Received date: 2019-02-18

  Revised date: 2019-04-19

  Online published: 2019-12-26

Supported by

The work described in this paper was supported by the Plateau Disciplines in Shanghai, the National Natural Science Foundation of China (Grant No. 51675388), the Educational Commission of Hubei Province (Grant No. Q20171804), and the Key Laboratory of Automotive Power Train and Electronics (Grant No. ZDK1201802). These financial contributions are gratefully acknowledged.

Abstract

Design for remanufacturing (DfRem) is the process of considering remanufacturing characteristics during product design in order to reduce the number of issues during the remanufacturing stage. This decisionmaking in DfRem is influenced by the designers' subjective preferences owing to a lack of explicitly defined remanufacturing knowledge for designers, which can lead to indecisive design schemes.
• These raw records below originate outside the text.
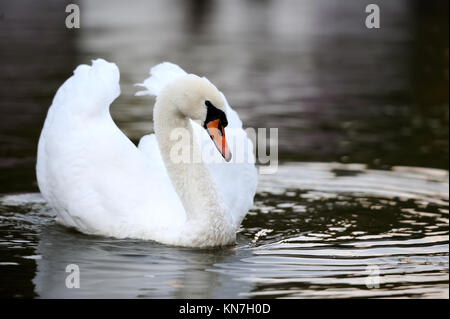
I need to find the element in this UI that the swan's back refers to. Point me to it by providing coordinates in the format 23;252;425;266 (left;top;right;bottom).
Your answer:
36;60;185;241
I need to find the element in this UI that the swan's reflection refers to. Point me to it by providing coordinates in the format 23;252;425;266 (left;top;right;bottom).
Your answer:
33;223;251;298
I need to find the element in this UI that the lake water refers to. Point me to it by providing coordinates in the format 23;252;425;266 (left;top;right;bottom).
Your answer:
0;0;449;298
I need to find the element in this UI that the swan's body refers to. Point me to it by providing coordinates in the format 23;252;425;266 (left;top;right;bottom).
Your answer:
36;60;257;247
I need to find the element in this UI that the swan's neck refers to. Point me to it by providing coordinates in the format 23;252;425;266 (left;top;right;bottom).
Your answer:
153;98;235;245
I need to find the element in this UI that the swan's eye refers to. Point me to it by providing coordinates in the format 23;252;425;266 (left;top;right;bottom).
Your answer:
204;100;228;128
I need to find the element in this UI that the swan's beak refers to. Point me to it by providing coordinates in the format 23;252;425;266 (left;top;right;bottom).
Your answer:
206;119;231;162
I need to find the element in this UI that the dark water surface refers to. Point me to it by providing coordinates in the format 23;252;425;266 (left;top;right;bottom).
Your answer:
0;0;449;298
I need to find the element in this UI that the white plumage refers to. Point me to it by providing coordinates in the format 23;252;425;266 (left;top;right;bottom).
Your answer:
36;59;257;247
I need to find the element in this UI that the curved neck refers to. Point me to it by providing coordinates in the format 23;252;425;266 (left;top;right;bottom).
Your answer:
153;98;234;244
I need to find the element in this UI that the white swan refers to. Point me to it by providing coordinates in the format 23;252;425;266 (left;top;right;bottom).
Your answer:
36;59;257;247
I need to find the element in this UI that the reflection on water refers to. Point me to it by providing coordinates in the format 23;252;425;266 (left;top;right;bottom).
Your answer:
0;163;449;298
0;0;449;298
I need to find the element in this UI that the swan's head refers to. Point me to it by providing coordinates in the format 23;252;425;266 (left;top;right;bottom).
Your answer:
170;74;231;162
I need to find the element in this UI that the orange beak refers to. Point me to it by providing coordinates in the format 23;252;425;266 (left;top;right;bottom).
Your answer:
206;119;231;162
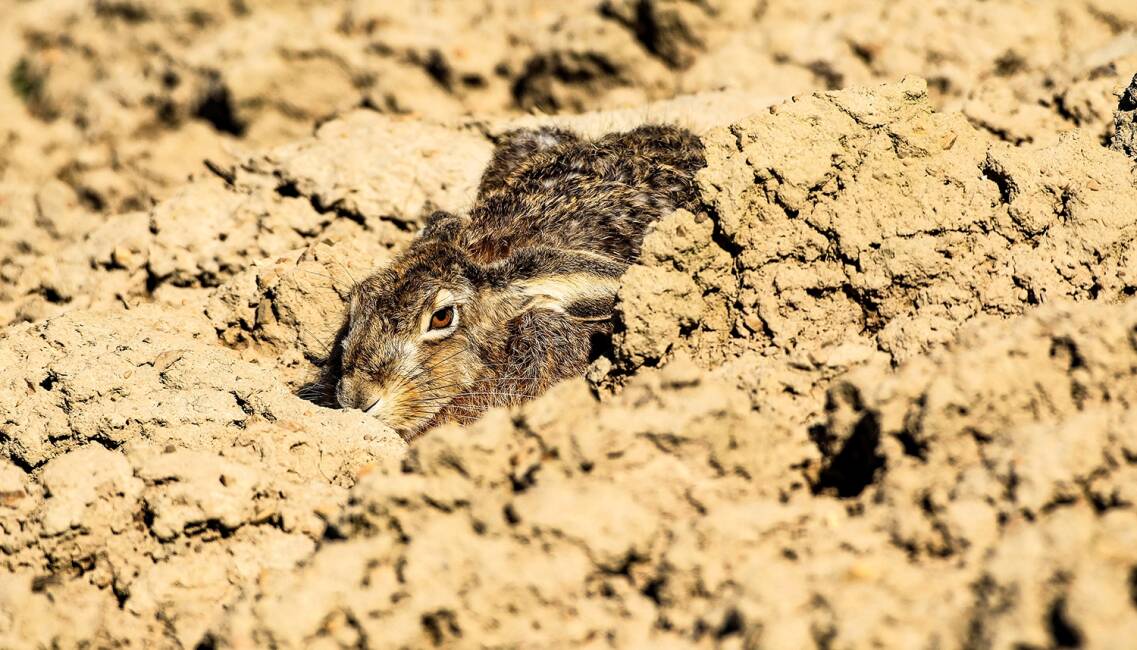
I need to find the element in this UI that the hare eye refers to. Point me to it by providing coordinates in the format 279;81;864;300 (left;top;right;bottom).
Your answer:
430;305;457;330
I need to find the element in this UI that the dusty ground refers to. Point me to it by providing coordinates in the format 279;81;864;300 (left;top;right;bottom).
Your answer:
0;0;1137;649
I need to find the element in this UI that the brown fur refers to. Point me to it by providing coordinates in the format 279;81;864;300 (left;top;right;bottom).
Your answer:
307;126;704;439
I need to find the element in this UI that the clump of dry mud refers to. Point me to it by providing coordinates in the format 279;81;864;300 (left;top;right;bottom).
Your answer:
0;0;1137;648
0;73;1137;648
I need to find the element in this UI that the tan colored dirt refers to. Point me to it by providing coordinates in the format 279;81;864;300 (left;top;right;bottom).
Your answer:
0;0;1137;649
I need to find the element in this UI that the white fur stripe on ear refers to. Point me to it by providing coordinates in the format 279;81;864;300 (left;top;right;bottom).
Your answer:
513;273;620;313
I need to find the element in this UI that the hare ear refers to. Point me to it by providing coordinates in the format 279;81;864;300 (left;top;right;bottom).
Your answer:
499;249;626;320
515;274;620;320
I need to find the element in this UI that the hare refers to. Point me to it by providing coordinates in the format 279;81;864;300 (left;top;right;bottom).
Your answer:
318;126;705;440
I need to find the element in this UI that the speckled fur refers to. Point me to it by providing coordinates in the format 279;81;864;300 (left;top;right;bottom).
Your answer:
309;126;704;439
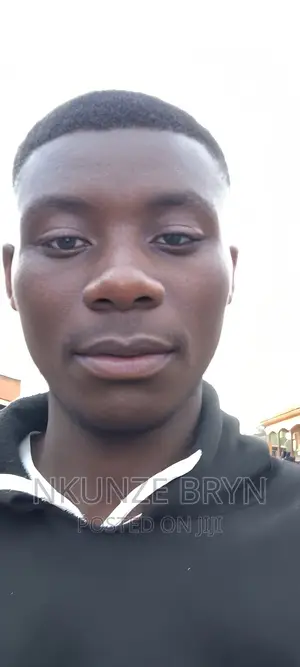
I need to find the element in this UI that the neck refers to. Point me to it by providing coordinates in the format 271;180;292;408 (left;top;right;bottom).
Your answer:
33;390;201;520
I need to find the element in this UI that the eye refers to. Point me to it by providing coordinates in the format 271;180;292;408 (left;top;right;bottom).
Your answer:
156;232;201;248
43;236;88;252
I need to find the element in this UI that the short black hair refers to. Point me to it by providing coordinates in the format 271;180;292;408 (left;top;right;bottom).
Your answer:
13;90;230;184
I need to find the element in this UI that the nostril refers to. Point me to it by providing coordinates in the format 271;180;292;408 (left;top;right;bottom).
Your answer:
134;296;152;304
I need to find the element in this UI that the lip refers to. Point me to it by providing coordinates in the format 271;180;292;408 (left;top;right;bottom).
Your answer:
74;337;175;380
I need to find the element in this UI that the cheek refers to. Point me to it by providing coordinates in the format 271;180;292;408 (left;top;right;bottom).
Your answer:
13;261;72;366
171;255;230;350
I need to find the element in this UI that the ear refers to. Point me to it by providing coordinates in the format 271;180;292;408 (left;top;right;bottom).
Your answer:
227;246;239;305
2;244;18;310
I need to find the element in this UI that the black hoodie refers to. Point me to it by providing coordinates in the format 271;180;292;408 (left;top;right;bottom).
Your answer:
0;384;300;667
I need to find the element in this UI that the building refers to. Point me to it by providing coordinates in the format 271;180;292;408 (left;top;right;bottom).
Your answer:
261;406;300;460
0;375;21;410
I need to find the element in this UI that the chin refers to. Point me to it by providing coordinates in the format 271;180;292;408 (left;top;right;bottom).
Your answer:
72;402;177;437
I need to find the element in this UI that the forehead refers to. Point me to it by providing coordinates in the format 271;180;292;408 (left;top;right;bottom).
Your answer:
16;129;227;211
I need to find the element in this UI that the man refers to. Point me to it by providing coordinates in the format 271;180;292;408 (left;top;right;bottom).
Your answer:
0;91;300;667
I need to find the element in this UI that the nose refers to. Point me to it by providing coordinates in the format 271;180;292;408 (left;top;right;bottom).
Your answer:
83;266;165;311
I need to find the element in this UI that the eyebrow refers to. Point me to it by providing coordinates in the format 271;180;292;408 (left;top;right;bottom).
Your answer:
148;190;216;217
21;190;216;221
21;195;92;220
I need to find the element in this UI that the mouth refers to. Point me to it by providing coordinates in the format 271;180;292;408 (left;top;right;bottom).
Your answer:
74;338;175;380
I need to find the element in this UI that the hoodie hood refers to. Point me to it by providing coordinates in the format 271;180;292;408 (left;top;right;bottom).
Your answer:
0;382;271;513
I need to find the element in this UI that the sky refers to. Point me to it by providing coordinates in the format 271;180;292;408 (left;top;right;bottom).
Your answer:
0;0;300;432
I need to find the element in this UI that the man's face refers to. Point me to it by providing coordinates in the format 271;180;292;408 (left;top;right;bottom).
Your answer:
4;130;235;430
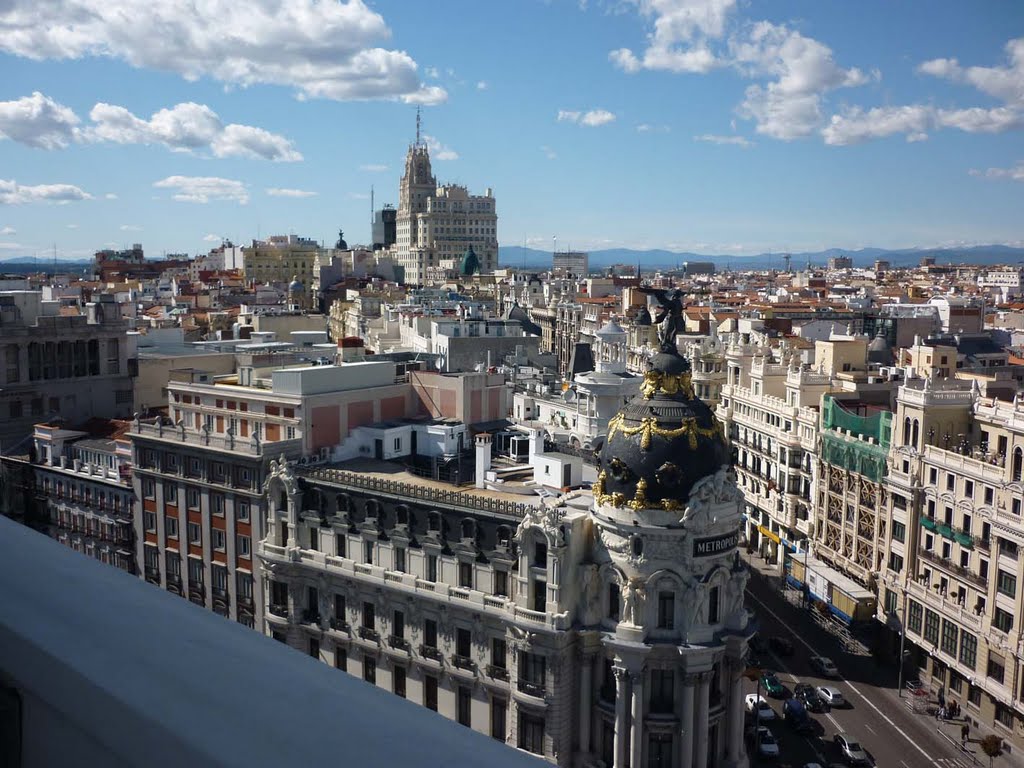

In order to objectively select the optimal design scheme for remanufacturing, a nonempirical hybrid multi-attribute decision-making method is presented to alleviate the impacts of subjective factors. In this method, design characteristics and demand information are characterized through the matter-element theory. Coupled with design principles, some initial design schemes are proposed. Evaluation criteria are established considering the technical, economic, and environmental factors. The entropy weight and vague set are used to determine the optimal design scheme via a multi-attribute decisionmaking approach. The design of a bearing assembly machine for remanufacturing is taken as an example to illustrate the practicality and validity of the proposed method. The results revealed that the proposed method was effective in the decision-making of DfRem.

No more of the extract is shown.